Well, unfortunately it is official, and very sad. The memorial service is going to be held tomorrow at 2 pm SLT at the Darkwood Cathedral. I plan on attending but I am not sure what I will say if anything. I have one regret. That I never got the chance to tell him face to face how much he meant to me. I never got to tell him how proud I was to have him for my brother and how happy I was that he had found that special someone in Blue Skye. I know that he knows but I would feel better if I could have told him.
Death when expected from illness or age is hard but not as hard as sudden death. Sudden death is tragic and senseless and you feel the loss so much deeper than if you would have known it was coming. I know I feel this pain as much and a deeply as all who knew him, but it does not make the hurt any less. So we must all share in this pain and remember the good times we got to spend with him.
I myself feel as though I lived a lifetime with Chris and all of it was filled with laughter and love. I know he cared for me as much as I cared for him and that if there was a way for him to be here he would. He would have done anything for me and I would have done anything for him. Chris was a wonderful man who cared about all around him. I take it to heart that he would not want me to grieve but to smile at all of the goofy things he did and to live life for all it was worth. He would want me to continue to help others and love my friends and family to the best of my ability. He would ask that I keep an eye on Blue Skye and make sure that she is happy. :-) And above all else he would want me to LIVE.
So that is what I am going to do, I am going to live. I will always remember Chris and love him and maybe the pain will go away and maybe it won't but I will no longer dwell on it. I am going to move forward and remember the happiness that we had. I will always remember Chris and I will miss him but that is all. I am going to live for I have learned that life is to short to sweat the small stuff.

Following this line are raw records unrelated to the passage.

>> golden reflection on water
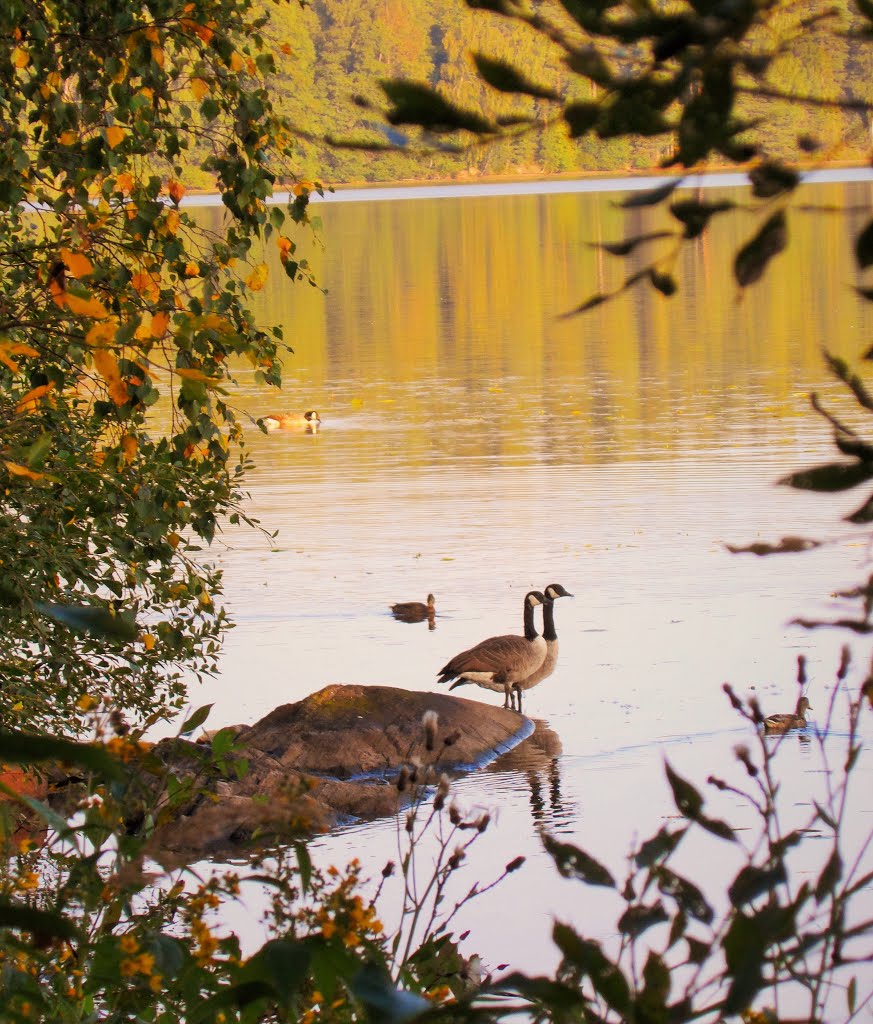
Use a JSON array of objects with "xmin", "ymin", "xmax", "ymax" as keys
[{"xmin": 182, "ymin": 180, "xmax": 873, "ymax": 987}]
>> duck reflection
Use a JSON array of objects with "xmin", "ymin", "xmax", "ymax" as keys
[{"xmin": 486, "ymin": 718, "xmax": 573, "ymax": 830}]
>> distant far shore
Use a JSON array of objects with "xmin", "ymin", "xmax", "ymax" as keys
[{"xmin": 179, "ymin": 162, "xmax": 873, "ymax": 207}]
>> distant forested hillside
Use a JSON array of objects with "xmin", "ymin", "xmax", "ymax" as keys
[{"xmin": 189, "ymin": 0, "xmax": 873, "ymax": 187}]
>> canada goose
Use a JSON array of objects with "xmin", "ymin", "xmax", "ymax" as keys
[
  {"xmin": 511, "ymin": 583, "xmax": 573, "ymax": 712},
  {"xmin": 437, "ymin": 590, "xmax": 547, "ymax": 710},
  {"xmin": 262, "ymin": 410, "xmax": 321, "ymax": 432},
  {"xmin": 764, "ymin": 696, "xmax": 812, "ymax": 733},
  {"xmin": 391, "ymin": 594, "xmax": 435, "ymax": 625}
]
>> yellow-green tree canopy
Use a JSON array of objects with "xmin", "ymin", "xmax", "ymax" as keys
[{"xmin": 0, "ymin": 0, "xmax": 317, "ymax": 731}]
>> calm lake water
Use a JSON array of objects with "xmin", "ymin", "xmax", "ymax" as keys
[{"xmin": 184, "ymin": 174, "xmax": 873, "ymax": 996}]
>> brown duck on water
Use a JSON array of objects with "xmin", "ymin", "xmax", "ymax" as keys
[
  {"xmin": 437, "ymin": 590, "xmax": 547, "ymax": 711},
  {"xmin": 391, "ymin": 593, "xmax": 436, "ymax": 626},
  {"xmin": 764, "ymin": 696, "xmax": 812, "ymax": 733}
]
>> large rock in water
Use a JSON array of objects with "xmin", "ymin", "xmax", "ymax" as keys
[{"xmin": 147, "ymin": 684, "xmax": 533, "ymax": 859}]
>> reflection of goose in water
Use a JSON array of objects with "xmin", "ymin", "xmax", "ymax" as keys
[
  {"xmin": 511, "ymin": 583, "xmax": 572, "ymax": 713},
  {"xmin": 437, "ymin": 591, "xmax": 546, "ymax": 710},
  {"xmin": 764, "ymin": 696, "xmax": 812, "ymax": 733},
  {"xmin": 262, "ymin": 410, "xmax": 321, "ymax": 432},
  {"xmin": 486, "ymin": 718, "xmax": 571, "ymax": 830},
  {"xmin": 391, "ymin": 593, "xmax": 435, "ymax": 629}
]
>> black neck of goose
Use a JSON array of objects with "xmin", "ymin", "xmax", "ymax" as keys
[
  {"xmin": 523, "ymin": 599, "xmax": 539, "ymax": 641},
  {"xmin": 542, "ymin": 599, "xmax": 557, "ymax": 641}
]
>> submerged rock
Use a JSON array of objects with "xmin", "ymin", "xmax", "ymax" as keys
[{"xmin": 145, "ymin": 684, "xmax": 532, "ymax": 859}]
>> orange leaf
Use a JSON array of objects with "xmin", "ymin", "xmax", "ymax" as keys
[
  {"xmin": 105, "ymin": 125, "xmax": 125, "ymax": 150},
  {"xmin": 229, "ymin": 52, "xmax": 245, "ymax": 72},
  {"xmin": 115, "ymin": 172, "xmax": 134, "ymax": 194},
  {"xmin": 184, "ymin": 262, "xmax": 200, "ymax": 277},
  {"xmin": 58, "ymin": 130, "xmax": 77, "ymax": 146},
  {"xmin": 65, "ymin": 293, "xmax": 110, "ymax": 319},
  {"xmin": 84, "ymin": 321, "xmax": 117, "ymax": 346},
  {"xmin": 167, "ymin": 180, "xmax": 186, "ymax": 204},
  {"xmin": 121, "ymin": 434, "xmax": 138, "ymax": 463},
  {"xmin": 60, "ymin": 248, "xmax": 94, "ymax": 278},
  {"xmin": 3, "ymin": 461, "xmax": 44, "ymax": 481},
  {"xmin": 15, "ymin": 383, "xmax": 53, "ymax": 413},
  {"xmin": 130, "ymin": 271, "xmax": 160, "ymax": 302},
  {"xmin": 12, "ymin": 47, "xmax": 30, "ymax": 69},
  {"xmin": 190, "ymin": 77, "xmax": 210, "ymax": 100},
  {"xmin": 151, "ymin": 311, "xmax": 170, "ymax": 338},
  {"xmin": 92, "ymin": 349, "xmax": 129, "ymax": 405}
]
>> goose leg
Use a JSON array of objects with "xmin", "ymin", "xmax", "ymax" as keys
[{"xmin": 514, "ymin": 684, "xmax": 523, "ymax": 714}]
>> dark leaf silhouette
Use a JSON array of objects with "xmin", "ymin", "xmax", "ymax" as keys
[
  {"xmin": 543, "ymin": 834, "xmax": 615, "ymax": 887},
  {"xmin": 649, "ymin": 269, "xmax": 677, "ymax": 296},
  {"xmin": 618, "ymin": 901, "xmax": 669, "ymax": 937},
  {"xmin": 619, "ymin": 178, "xmax": 682, "ymax": 208},
  {"xmin": 734, "ymin": 211, "xmax": 788, "ymax": 287},
  {"xmin": 779, "ymin": 461, "xmax": 873, "ymax": 492},
  {"xmin": 552, "ymin": 923, "xmax": 632, "ymax": 1014},
  {"xmin": 749, "ymin": 161, "xmax": 801, "ymax": 198},
  {"xmin": 380, "ymin": 80, "xmax": 495, "ymax": 134},
  {"xmin": 472, "ymin": 54, "xmax": 560, "ymax": 99},
  {"xmin": 564, "ymin": 101, "xmax": 601, "ymax": 137},
  {"xmin": 670, "ymin": 198, "xmax": 735, "ymax": 239},
  {"xmin": 593, "ymin": 231, "xmax": 673, "ymax": 256},
  {"xmin": 856, "ymin": 218, "xmax": 873, "ymax": 271}
]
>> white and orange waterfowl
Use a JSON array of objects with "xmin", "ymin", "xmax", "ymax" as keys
[{"xmin": 262, "ymin": 410, "xmax": 321, "ymax": 431}]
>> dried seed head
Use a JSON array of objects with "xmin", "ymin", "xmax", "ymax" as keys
[
  {"xmin": 722, "ymin": 682, "xmax": 742, "ymax": 711},
  {"xmin": 422, "ymin": 710, "xmax": 439, "ymax": 751},
  {"xmin": 381, "ymin": 860, "xmax": 395, "ymax": 878},
  {"xmin": 396, "ymin": 766, "xmax": 410, "ymax": 793},
  {"xmin": 708, "ymin": 774, "xmax": 727, "ymax": 791},
  {"xmin": 448, "ymin": 846, "xmax": 466, "ymax": 870},
  {"xmin": 734, "ymin": 744, "xmax": 758, "ymax": 777},
  {"xmin": 449, "ymin": 804, "xmax": 461, "ymax": 826},
  {"xmin": 505, "ymin": 855, "xmax": 525, "ymax": 873},
  {"xmin": 476, "ymin": 813, "xmax": 490, "ymax": 833},
  {"xmin": 748, "ymin": 697, "xmax": 764, "ymax": 725},
  {"xmin": 797, "ymin": 654, "xmax": 807, "ymax": 685},
  {"xmin": 405, "ymin": 811, "xmax": 415, "ymax": 834},
  {"xmin": 109, "ymin": 709, "xmax": 130, "ymax": 736},
  {"xmin": 838, "ymin": 645, "xmax": 850, "ymax": 681}
]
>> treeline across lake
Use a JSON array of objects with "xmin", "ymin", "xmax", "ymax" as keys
[{"xmin": 214, "ymin": 0, "xmax": 873, "ymax": 188}]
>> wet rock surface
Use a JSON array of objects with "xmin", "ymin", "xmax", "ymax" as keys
[{"xmin": 145, "ymin": 684, "xmax": 533, "ymax": 858}]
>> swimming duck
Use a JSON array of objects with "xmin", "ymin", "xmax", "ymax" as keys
[
  {"xmin": 262, "ymin": 410, "xmax": 321, "ymax": 431},
  {"xmin": 511, "ymin": 583, "xmax": 573, "ymax": 712},
  {"xmin": 764, "ymin": 696, "xmax": 812, "ymax": 733},
  {"xmin": 391, "ymin": 594, "xmax": 435, "ymax": 624},
  {"xmin": 437, "ymin": 590, "xmax": 547, "ymax": 710}
]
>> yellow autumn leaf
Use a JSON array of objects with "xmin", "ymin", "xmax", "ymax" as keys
[
  {"xmin": 229, "ymin": 51, "xmax": 245, "ymax": 72},
  {"xmin": 3, "ymin": 460, "xmax": 45, "ymax": 480},
  {"xmin": 190, "ymin": 77, "xmax": 210, "ymax": 100},
  {"xmin": 75, "ymin": 694, "xmax": 98, "ymax": 712},
  {"xmin": 65, "ymin": 292, "xmax": 110, "ymax": 319},
  {"xmin": 163, "ymin": 208, "xmax": 180, "ymax": 235},
  {"xmin": 184, "ymin": 262, "xmax": 200, "ymax": 277},
  {"xmin": 0, "ymin": 341, "xmax": 39, "ymax": 373},
  {"xmin": 105, "ymin": 125, "xmax": 125, "ymax": 149},
  {"xmin": 167, "ymin": 532, "xmax": 181, "ymax": 549},
  {"xmin": 60, "ymin": 248, "xmax": 94, "ymax": 278},
  {"xmin": 11, "ymin": 702, "xmax": 24, "ymax": 712},
  {"xmin": 85, "ymin": 320, "xmax": 117, "ymax": 346},
  {"xmin": 58, "ymin": 130, "xmax": 77, "ymax": 146},
  {"xmin": 15, "ymin": 384, "xmax": 53, "ymax": 413},
  {"xmin": 115, "ymin": 172, "xmax": 134, "ymax": 194},
  {"xmin": 151, "ymin": 46, "xmax": 164, "ymax": 68},
  {"xmin": 245, "ymin": 263, "xmax": 269, "ymax": 291},
  {"xmin": 141, "ymin": 633, "xmax": 157, "ymax": 651},
  {"xmin": 12, "ymin": 46, "xmax": 29, "ymax": 69},
  {"xmin": 175, "ymin": 367, "xmax": 222, "ymax": 385},
  {"xmin": 92, "ymin": 348, "xmax": 129, "ymax": 405}
]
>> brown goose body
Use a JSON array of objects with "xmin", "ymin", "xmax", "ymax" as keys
[
  {"xmin": 391, "ymin": 594, "xmax": 435, "ymax": 624},
  {"xmin": 512, "ymin": 583, "xmax": 573, "ymax": 712},
  {"xmin": 764, "ymin": 696, "xmax": 812, "ymax": 733},
  {"xmin": 438, "ymin": 591, "xmax": 547, "ymax": 710},
  {"xmin": 263, "ymin": 410, "xmax": 321, "ymax": 431}
]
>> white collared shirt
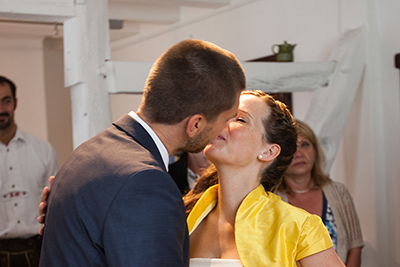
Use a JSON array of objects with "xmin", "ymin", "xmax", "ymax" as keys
[
  {"xmin": 0, "ymin": 128, "xmax": 58, "ymax": 238},
  {"xmin": 128, "ymin": 111, "xmax": 169, "ymax": 171}
]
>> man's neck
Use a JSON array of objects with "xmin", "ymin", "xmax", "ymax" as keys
[
  {"xmin": 136, "ymin": 110, "xmax": 187, "ymax": 157},
  {"xmin": 0, "ymin": 124, "xmax": 17, "ymax": 146}
]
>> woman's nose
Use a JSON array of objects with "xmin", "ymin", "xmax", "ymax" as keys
[{"xmin": 293, "ymin": 148, "xmax": 303, "ymax": 158}]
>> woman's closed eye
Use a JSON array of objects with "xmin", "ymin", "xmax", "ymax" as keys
[{"xmin": 236, "ymin": 117, "xmax": 246, "ymax": 123}]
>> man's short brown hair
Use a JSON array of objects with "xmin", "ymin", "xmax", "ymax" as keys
[{"xmin": 141, "ymin": 39, "xmax": 245, "ymax": 124}]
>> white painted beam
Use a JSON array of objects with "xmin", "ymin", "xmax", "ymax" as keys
[
  {"xmin": 0, "ymin": 21, "xmax": 62, "ymax": 38},
  {"xmin": 108, "ymin": 2, "xmax": 180, "ymax": 23},
  {"xmin": 0, "ymin": 0, "xmax": 75, "ymax": 22},
  {"xmin": 180, "ymin": 0, "xmax": 231, "ymax": 8},
  {"xmin": 242, "ymin": 61, "xmax": 335, "ymax": 93},
  {"xmin": 105, "ymin": 61, "xmax": 335, "ymax": 94},
  {"xmin": 64, "ymin": 0, "xmax": 112, "ymax": 148},
  {"xmin": 109, "ymin": 0, "xmax": 230, "ymax": 9}
]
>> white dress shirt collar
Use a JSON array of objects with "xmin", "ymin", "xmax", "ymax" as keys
[{"xmin": 128, "ymin": 111, "xmax": 169, "ymax": 171}]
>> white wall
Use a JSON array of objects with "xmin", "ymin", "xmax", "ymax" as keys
[
  {"xmin": 110, "ymin": 0, "xmax": 400, "ymax": 266},
  {"xmin": 366, "ymin": 0, "xmax": 400, "ymax": 264}
]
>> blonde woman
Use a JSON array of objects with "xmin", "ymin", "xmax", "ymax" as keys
[{"xmin": 274, "ymin": 120, "xmax": 363, "ymax": 267}]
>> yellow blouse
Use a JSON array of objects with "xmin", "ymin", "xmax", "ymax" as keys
[{"xmin": 187, "ymin": 184, "xmax": 333, "ymax": 267}]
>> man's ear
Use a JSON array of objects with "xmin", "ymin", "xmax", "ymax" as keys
[
  {"xmin": 258, "ymin": 144, "xmax": 281, "ymax": 162},
  {"xmin": 186, "ymin": 114, "xmax": 207, "ymax": 138}
]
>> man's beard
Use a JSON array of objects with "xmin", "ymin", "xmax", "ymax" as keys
[
  {"xmin": 0, "ymin": 113, "xmax": 13, "ymax": 130},
  {"xmin": 182, "ymin": 125, "xmax": 213, "ymax": 153}
]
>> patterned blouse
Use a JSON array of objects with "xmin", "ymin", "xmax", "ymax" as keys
[{"xmin": 322, "ymin": 192, "xmax": 338, "ymax": 251}]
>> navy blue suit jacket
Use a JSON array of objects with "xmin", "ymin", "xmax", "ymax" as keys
[{"xmin": 40, "ymin": 114, "xmax": 189, "ymax": 266}]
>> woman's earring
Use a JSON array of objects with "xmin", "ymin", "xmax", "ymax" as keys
[{"xmin": 258, "ymin": 155, "xmax": 263, "ymax": 160}]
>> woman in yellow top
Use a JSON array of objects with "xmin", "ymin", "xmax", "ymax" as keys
[{"xmin": 184, "ymin": 90, "xmax": 345, "ymax": 267}]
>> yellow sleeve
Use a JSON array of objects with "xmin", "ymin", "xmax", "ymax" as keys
[{"xmin": 295, "ymin": 214, "xmax": 334, "ymax": 261}]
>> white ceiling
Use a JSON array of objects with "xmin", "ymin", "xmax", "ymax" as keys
[{"xmin": 0, "ymin": 0, "xmax": 232, "ymax": 42}]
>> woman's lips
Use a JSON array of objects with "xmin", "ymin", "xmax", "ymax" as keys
[{"xmin": 291, "ymin": 161, "xmax": 307, "ymax": 167}]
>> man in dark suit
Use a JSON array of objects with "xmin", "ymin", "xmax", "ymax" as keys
[{"xmin": 39, "ymin": 39, "xmax": 245, "ymax": 266}]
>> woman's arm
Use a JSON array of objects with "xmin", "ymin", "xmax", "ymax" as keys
[
  {"xmin": 345, "ymin": 247, "xmax": 362, "ymax": 267},
  {"xmin": 298, "ymin": 247, "xmax": 345, "ymax": 267}
]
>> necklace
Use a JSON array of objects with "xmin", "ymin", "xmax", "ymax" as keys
[
  {"xmin": 291, "ymin": 181, "xmax": 313, "ymax": 194},
  {"xmin": 292, "ymin": 188, "xmax": 311, "ymax": 194}
]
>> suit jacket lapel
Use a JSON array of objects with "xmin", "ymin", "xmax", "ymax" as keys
[{"xmin": 113, "ymin": 114, "xmax": 166, "ymax": 172}]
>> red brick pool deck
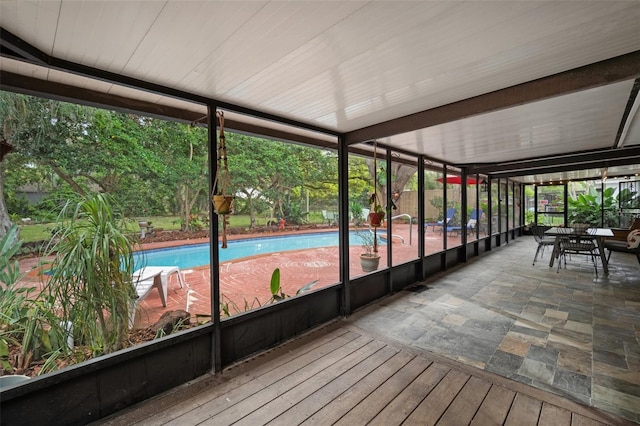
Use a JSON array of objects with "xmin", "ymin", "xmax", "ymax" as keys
[{"xmin": 19, "ymin": 225, "xmax": 471, "ymax": 328}]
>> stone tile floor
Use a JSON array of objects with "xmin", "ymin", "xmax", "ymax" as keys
[{"xmin": 347, "ymin": 237, "xmax": 640, "ymax": 423}]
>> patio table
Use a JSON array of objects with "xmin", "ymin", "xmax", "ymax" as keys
[{"xmin": 545, "ymin": 227, "xmax": 613, "ymax": 274}]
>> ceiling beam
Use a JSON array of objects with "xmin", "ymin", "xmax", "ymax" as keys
[
  {"xmin": 0, "ymin": 27, "xmax": 48, "ymax": 65},
  {"xmin": 466, "ymin": 146, "xmax": 640, "ymax": 178},
  {"xmin": 615, "ymin": 78, "xmax": 640, "ymax": 148},
  {"xmin": 345, "ymin": 50, "xmax": 640, "ymax": 145}
]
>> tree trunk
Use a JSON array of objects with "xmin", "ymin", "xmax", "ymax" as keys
[
  {"xmin": 390, "ymin": 163, "xmax": 417, "ymax": 205},
  {"xmin": 0, "ymin": 163, "xmax": 13, "ymax": 238},
  {"xmin": 246, "ymin": 193, "xmax": 255, "ymax": 228},
  {"xmin": 366, "ymin": 159, "xmax": 418, "ymax": 207}
]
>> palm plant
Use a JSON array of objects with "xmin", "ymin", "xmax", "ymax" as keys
[{"xmin": 43, "ymin": 193, "xmax": 136, "ymax": 355}]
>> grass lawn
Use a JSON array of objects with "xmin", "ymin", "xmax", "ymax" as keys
[{"xmin": 17, "ymin": 213, "xmax": 327, "ymax": 243}]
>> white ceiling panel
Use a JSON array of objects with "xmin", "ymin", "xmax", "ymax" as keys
[
  {"xmin": 385, "ymin": 80, "xmax": 634, "ymax": 164},
  {"xmin": 124, "ymin": 2, "xmax": 265, "ymax": 87},
  {"xmin": 1, "ymin": 0, "xmax": 639, "ymax": 183},
  {"xmin": 52, "ymin": 2, "xmax": 165, "ymax": 72},
  {"xmin": 0, "ymin": 0, "xmax": 60, "ymax": 55}
]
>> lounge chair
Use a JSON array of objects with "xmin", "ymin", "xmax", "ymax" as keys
[
  {"xmin": 446, "ymin": 209, "xmax": 482, "ymax": 235},
  {"xmin": 133, "ymin": 266, "xmax": 185, "ymax": 305},
  {"xmin": 129, "ymin": 266, "xmax": 186, "ymax": 327},
  {"xmin": 426, "ymin": 207, "xmax": 456, "ymax": 232}
]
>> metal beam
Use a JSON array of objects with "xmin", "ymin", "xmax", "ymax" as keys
[
  {"xmin": 0, "ymin": 27, "xmax": 340, "ymax": 138},
  {"xmin": 0, "ymin": 70, "xmax": 205, "ymax": 123},
  {"xmin": 345, "ymin": 50, "xmax": 640, "ymax": 144},
  {"xmin": 1, "ymin": 70, "xmax": 340, "ymax": 150}
]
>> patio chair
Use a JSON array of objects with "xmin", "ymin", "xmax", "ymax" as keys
[
  {"xmin": 556, "ymin": 227, "xmax": 599, "ymax": 276},
  {"xmin": 606, "ymin": 217, "xmax": 640, "ymax": 242},
  {"xmin": 531, "ymin": 224, "xmax": 554, "ymax": 265}
]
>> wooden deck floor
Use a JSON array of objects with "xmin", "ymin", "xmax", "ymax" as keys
[{"xmin": 97, "ymin": 322, "xmax": 633, "ymax": 426}]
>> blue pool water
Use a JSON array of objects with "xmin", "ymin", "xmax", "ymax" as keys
[{"xmin": 134, "ymin": 231, "xmax": 384, "ymax": 269}]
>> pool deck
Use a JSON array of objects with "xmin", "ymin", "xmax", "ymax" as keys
[
  {"xmin": 18, "ymin": 224, "xmax": 461, "ymax": 328},
  {"xmin": 99, "ymin": 234, "xmax": 640, "ymax": 424}
]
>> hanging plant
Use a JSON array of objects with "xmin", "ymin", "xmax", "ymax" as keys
[
  {"xmin": 367, "ymin": 142, "xmax": 396, "ymax": 252},
  {"xmin": 368, "ymin": 142, "xmax": 382, "ymax": 253},
  {"xmin": 211, "ymin": 111, "xmax": 234, "ymax": 248}
]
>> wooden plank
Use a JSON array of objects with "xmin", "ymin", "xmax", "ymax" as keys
[
  {"xmin": 268, "ymin": 345, "xmax": 400, "ymax": 425},
  {"xmin": 333, "ymin": 355, "xmax": 434, "ymax": 425},
  {"xmin": 571, "ymin": 413, "xmax": 607, "ymax": 426},
  {"xmin": 539, "ymin": 402, "xmax": 572, "ymax": 426},
  {"xmin": 403, "ymin": 369, "xmax": 470, "ymax": 425},
  {"xmin": 167, "ymin": 334, "xmax": 373, "ymax": 425},
  {"xmin": 230, "ymin": 340, "xmax": 389, "ymax": 425},
  {"xmin": 369, "ymin": 362, "xmax": 451, "ymax": 425},
  {"xmin": 300, "ymin": 350, "xmax": 415, "ymax": 425},
  {"xmin": 136, "ymin": 326, "xmax": 358, "ymax": 425},
  {"xmin": 436, "ymin": 376, "xmax": 492, "ymax": 425},
  {"xmin": 504, "ymin": 393, "xmax": 542, "ymax": 426},
  {"xmin": 469, "ymin": 385, "xmax": 516, "ymax": 426},
  {"xmin": 98, "ymin": 322, "xmax": 636, "ymax": 426}
]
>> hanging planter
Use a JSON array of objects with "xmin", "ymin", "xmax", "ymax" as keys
[
  {"xmin": 211, "ymin": 194, "xmax": 234, "ymax": 215},
  {"xmin": 368, "ymin": 210, "xmax": 385, "ymax": 227},
  {"xmin": 369, "ymin": 142, "xmax": 382, "ymax": 253},
  {"xmin": 366, "ymin": 141, "xmax": 397, "ymax": 252},
  {"xmin": 211, "ymin": 111, "xmax": 234, "ymax": 248}
]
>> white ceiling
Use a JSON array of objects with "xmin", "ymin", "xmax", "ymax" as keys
[{"xmin": 1, "ymin": 0, "xmax": 639, "ymax": 182}]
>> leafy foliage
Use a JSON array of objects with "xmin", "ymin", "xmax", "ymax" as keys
[
  {"xmin": 0, "ymin": 225, "xmax": 67, "ymax": 375},
  {"xmin": 357, "ymin": 228, "xmax": 379, "ymax": 257},
  {"xmin": 568, "ymin": 186, "xmax": 618, "ymax": 227}
]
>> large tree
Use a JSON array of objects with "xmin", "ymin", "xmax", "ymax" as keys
[
  {"xmin": 144, "ymin": 119, "xmax": 208, "ymax": 229},
  {"xmin": 0, "ymin": 92, "xmax": 210, "ymax": 234},
  {"xmin": 226, "ymin": 134, "xmax": 339, "ymax": 226},
  {"xmin": 365, "ymin": 158, "xmax": 416, "ymax": 208}
]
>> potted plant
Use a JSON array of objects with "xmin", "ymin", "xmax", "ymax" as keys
[
  {"xmin": 211, "ymin": 111, "xmax": 234, "ymax": 247},
  {"xmin": 358, "ymin": 229, "xmax": 380, "ymax": 272}
]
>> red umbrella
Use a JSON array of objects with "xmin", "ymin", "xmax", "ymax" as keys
[{"xmin": 436, "ymin": 176, "xmax": 478, "ymax": 185}]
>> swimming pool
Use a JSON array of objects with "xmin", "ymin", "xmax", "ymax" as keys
[{"xmin": 134, "ymin": 231, "xmax": 384, "ymax": 269}]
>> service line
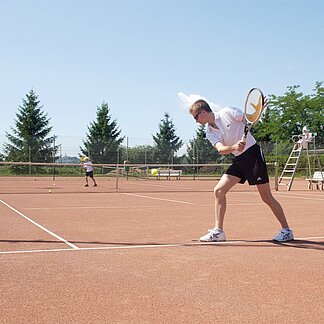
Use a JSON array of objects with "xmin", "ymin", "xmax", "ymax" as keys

Live like everyday it is you last!
Carpe Diem, Sieze the day and I will add, never let it go!
Fare thee well my friend, my brother.

Dani

Say not in grief "he is no more",

but live in thankfulness that he was.

Hebrew Proverb

2 Comments:

At 8/05/2006 3:20 PM, Blogger Erbo Evans said...

Even hearing about the circumstances of his death second hand was hard enough, Love. I pray for strength for both of us, today and in the days to come.

 
At 8/06/2006 11:56 PM, Blogger Akela Talamasca said...

He had a first life. He had a Second Life. Why stop there? We can all look forward to seeing him in our Third Life.